Elisângela assinalou que a mesma delegacia que cumpriu o mandado desta quarta (24), fora acionada pelo seu cliente justamente para denunciar o uso de perfil falso por parte do juiz Carlos Magno Moulin para caluniar e difamar Dessaune
A Delegacia de Repressão aos Crimes Eletrônicos está investigando, ou deveria estar, a conduta do juiz Carlos Magno Moulin, acusado de manter um perfil falso no Facebook. O “fake” Leonardo S. V. Silva era usado a partir do computador pessoal e do celular do juiz. Embora o boletim de ocorrência tenha sido feito há mais de seis meses por Dessaune, que conseguiu a identificação judicial do usuário que estava por trás do perfil falso, as investigações, até agora, não avançaram. 
“Meu cliente foi até a delegacia, se identificou, apresentou as evidências materiais que identificavam o autor dos perfis falsos, mas até agora nada aconteceu. Ninguém foi na casa do juiz fazer busca e apreensão de computadores. Agora, com base em uma carta anônima, fazem uma verdadeira devassa na casa e escritório do meu cliente”, criticou a advogada. 
Elisângela afirmou que a Seccional capixaba da Ordem também está indignada com esse caso extremo de violação de prerrogativas, e solidária, como não podia ser diferente, ao advogado. 
“Conversei com o presidente da Ordem [Homero Mafra] que classificou o fato ocorrido como absurdo. Ele prometeu que adotará medidas enérgicas em defesa das prerrogativas do advogado”, afirmou Elisângela. 
Mafra repudiou a violação sofrida pelo advogado.  “Admitir que carta anônima possa dar ensejo à busca e apreensão seja contra quem for, mais ainda contra advogado, é dizer que Estado de Direito não existe, é dizer que a Constituição da República não existe, é dizer que nós estamos submetidos aos príncipes do Poder Judiciário, é negar tudo que levamos tanto tempo para construir. Isto é de uma insensatez absoluta, é a certeza de que a máquina se coloca a serviço de interesses que não são os melhores”, criticou o presidente da Ordem.
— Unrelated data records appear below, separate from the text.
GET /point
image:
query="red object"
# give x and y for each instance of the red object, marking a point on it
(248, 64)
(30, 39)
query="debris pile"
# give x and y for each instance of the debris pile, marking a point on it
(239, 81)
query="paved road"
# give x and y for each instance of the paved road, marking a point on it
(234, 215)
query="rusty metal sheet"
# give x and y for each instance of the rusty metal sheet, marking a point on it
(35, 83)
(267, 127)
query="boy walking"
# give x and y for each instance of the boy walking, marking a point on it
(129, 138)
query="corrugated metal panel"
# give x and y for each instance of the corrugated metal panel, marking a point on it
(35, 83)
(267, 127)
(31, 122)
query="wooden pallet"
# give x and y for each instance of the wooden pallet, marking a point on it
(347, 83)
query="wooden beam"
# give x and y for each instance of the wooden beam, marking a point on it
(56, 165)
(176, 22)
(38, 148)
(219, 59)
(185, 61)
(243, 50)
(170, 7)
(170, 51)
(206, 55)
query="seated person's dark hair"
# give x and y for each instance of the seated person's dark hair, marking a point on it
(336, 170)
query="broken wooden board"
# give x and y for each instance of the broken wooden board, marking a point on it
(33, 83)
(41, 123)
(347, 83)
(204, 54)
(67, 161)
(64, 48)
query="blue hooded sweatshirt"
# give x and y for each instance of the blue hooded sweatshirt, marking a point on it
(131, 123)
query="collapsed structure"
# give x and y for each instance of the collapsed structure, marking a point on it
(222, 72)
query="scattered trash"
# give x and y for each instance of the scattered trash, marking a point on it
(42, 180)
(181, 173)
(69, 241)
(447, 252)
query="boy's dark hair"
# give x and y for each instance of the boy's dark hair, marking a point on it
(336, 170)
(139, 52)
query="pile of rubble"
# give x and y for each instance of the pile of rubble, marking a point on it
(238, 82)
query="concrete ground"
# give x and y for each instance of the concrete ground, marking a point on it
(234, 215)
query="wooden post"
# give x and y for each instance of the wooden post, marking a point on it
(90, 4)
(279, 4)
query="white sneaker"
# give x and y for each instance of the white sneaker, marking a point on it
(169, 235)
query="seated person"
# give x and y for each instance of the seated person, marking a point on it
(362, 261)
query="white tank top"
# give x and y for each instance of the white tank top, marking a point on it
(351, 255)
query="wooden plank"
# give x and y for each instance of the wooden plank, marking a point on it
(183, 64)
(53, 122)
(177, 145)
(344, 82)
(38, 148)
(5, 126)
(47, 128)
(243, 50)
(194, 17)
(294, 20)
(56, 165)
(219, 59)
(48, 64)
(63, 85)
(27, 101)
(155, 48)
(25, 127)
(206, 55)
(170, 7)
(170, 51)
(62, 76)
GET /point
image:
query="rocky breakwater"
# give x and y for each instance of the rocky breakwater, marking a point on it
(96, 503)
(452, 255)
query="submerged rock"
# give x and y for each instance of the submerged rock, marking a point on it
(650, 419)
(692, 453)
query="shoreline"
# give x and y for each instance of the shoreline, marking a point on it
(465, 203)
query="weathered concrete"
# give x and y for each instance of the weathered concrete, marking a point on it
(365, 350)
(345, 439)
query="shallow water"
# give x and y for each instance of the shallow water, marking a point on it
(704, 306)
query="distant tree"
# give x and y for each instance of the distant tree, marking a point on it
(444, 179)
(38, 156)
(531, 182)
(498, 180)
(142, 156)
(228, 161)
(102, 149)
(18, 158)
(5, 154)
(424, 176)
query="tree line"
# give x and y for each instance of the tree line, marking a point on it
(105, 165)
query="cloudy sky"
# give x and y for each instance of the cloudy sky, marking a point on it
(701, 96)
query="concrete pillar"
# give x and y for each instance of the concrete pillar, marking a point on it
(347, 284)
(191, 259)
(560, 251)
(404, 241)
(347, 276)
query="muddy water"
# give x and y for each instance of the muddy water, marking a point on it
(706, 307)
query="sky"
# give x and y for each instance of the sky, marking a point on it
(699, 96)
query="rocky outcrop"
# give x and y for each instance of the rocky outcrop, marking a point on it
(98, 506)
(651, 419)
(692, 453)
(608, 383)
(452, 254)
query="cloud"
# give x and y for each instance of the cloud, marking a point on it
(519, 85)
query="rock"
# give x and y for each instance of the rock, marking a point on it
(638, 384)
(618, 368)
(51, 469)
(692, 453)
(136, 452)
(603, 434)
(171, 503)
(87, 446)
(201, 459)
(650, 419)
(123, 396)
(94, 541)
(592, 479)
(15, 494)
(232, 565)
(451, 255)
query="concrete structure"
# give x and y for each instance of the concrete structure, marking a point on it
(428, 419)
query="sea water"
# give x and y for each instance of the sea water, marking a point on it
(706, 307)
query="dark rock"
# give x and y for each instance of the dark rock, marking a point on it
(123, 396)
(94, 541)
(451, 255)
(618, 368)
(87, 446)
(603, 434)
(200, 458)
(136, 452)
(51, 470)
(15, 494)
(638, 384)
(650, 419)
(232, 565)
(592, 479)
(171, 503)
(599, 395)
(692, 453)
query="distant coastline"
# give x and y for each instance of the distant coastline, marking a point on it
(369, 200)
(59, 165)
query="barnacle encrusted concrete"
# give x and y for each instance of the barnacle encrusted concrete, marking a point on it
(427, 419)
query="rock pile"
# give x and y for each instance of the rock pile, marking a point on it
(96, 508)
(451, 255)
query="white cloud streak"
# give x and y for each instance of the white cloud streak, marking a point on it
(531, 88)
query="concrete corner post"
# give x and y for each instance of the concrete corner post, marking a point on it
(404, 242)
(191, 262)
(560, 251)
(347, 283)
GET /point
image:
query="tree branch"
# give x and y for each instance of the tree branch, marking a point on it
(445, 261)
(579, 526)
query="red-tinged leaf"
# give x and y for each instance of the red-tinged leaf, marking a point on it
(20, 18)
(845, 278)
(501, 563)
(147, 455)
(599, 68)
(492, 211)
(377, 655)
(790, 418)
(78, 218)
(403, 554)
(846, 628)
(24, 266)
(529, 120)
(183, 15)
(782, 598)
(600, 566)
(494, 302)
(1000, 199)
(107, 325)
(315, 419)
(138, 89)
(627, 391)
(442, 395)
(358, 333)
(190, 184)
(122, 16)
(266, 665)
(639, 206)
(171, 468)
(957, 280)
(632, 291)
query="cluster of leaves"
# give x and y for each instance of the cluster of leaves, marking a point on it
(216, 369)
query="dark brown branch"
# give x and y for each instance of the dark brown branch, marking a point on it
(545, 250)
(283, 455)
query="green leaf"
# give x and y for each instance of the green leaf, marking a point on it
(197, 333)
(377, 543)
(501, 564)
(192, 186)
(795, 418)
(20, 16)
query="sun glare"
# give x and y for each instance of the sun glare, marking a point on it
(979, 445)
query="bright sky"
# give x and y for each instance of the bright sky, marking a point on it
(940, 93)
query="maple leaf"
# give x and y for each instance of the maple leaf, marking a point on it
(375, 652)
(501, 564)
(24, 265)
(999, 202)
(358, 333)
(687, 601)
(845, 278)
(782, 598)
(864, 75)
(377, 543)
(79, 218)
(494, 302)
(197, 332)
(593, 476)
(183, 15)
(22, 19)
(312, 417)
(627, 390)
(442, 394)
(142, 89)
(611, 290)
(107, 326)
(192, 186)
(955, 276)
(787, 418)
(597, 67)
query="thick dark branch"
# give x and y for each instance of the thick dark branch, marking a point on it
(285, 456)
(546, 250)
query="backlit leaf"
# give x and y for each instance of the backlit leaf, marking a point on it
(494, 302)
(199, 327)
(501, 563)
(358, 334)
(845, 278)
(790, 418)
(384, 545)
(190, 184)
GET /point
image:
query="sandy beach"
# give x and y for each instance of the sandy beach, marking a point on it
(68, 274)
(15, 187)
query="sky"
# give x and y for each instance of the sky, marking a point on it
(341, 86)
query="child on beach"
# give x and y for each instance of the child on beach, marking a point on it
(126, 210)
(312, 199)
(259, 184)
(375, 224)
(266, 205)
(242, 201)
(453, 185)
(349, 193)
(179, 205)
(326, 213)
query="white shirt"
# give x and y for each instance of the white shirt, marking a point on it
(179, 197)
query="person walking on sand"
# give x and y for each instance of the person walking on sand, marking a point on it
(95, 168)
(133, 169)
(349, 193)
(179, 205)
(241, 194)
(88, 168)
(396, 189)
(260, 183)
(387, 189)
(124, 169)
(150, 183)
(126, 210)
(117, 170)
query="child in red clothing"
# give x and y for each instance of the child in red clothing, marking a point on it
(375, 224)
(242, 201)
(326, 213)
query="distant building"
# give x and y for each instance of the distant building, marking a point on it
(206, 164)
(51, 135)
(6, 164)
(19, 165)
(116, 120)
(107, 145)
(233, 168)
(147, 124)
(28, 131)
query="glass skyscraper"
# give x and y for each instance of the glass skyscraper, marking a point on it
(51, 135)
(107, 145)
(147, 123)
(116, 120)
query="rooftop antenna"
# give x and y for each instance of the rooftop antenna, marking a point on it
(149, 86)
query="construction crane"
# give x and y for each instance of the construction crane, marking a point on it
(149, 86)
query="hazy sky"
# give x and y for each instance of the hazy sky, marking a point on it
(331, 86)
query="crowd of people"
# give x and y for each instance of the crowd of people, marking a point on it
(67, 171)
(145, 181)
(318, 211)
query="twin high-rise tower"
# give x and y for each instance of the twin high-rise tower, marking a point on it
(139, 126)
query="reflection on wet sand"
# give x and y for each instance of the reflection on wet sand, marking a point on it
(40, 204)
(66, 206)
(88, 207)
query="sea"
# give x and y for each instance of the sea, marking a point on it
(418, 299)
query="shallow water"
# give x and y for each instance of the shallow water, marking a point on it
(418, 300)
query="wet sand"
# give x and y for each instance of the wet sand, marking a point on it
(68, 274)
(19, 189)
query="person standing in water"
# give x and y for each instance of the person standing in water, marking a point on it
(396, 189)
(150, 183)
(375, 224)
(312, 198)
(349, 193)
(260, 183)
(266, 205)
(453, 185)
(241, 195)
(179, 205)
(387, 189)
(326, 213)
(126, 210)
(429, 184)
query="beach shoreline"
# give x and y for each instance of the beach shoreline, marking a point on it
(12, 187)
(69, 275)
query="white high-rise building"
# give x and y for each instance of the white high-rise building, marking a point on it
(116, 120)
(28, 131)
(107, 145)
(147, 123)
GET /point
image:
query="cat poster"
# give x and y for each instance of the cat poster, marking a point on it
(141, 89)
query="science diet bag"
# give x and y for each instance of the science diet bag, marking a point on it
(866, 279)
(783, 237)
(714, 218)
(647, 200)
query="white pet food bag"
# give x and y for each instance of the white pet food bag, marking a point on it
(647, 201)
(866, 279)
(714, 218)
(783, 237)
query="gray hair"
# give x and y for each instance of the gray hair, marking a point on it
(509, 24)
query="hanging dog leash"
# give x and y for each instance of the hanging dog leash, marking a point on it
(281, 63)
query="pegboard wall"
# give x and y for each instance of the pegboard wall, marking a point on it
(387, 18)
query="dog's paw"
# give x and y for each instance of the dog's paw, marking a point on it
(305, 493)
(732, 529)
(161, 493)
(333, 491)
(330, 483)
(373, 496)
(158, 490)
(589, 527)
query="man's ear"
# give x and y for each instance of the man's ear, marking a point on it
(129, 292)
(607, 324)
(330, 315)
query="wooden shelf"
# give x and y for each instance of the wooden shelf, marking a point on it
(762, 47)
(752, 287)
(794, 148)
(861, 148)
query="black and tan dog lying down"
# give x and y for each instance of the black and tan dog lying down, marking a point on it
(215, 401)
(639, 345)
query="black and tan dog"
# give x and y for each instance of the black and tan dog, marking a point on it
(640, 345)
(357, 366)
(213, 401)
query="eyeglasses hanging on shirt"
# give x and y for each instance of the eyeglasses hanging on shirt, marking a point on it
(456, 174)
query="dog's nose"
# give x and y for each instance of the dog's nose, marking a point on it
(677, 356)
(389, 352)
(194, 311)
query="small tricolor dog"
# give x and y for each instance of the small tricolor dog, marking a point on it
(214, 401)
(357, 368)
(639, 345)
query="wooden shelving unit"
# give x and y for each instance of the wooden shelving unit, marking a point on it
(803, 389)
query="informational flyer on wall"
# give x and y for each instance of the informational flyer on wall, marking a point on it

A documentação da violação ocorrida nesta quarta-feira (24) foi remetida a Conselho Federal da Ordem dos Advogados do Brasil (OAB), que está acompanhando de perto o caso. 
Aliás, o Conselho Federal, em outubro do ano passado, protocolou duas reclamações disciplinares no Conselho Nacional de Justiça (CNJ) contra os juízes Carlos Magno Moulin Lima, e seu primo, Flávio Jabour Moulin, por violações às prerrogativas profissionais do advogado Marcos Dessaune. A medida faz parte dos desdobramentos do parecer da Comissão Nacional de Defesa das Prerrogativas e Valorização da Advocacia (CNDPVA), que concluiu pela prática de abusos por parte dos magistrados, como a utilização de perfis falsos para difamar o advogado.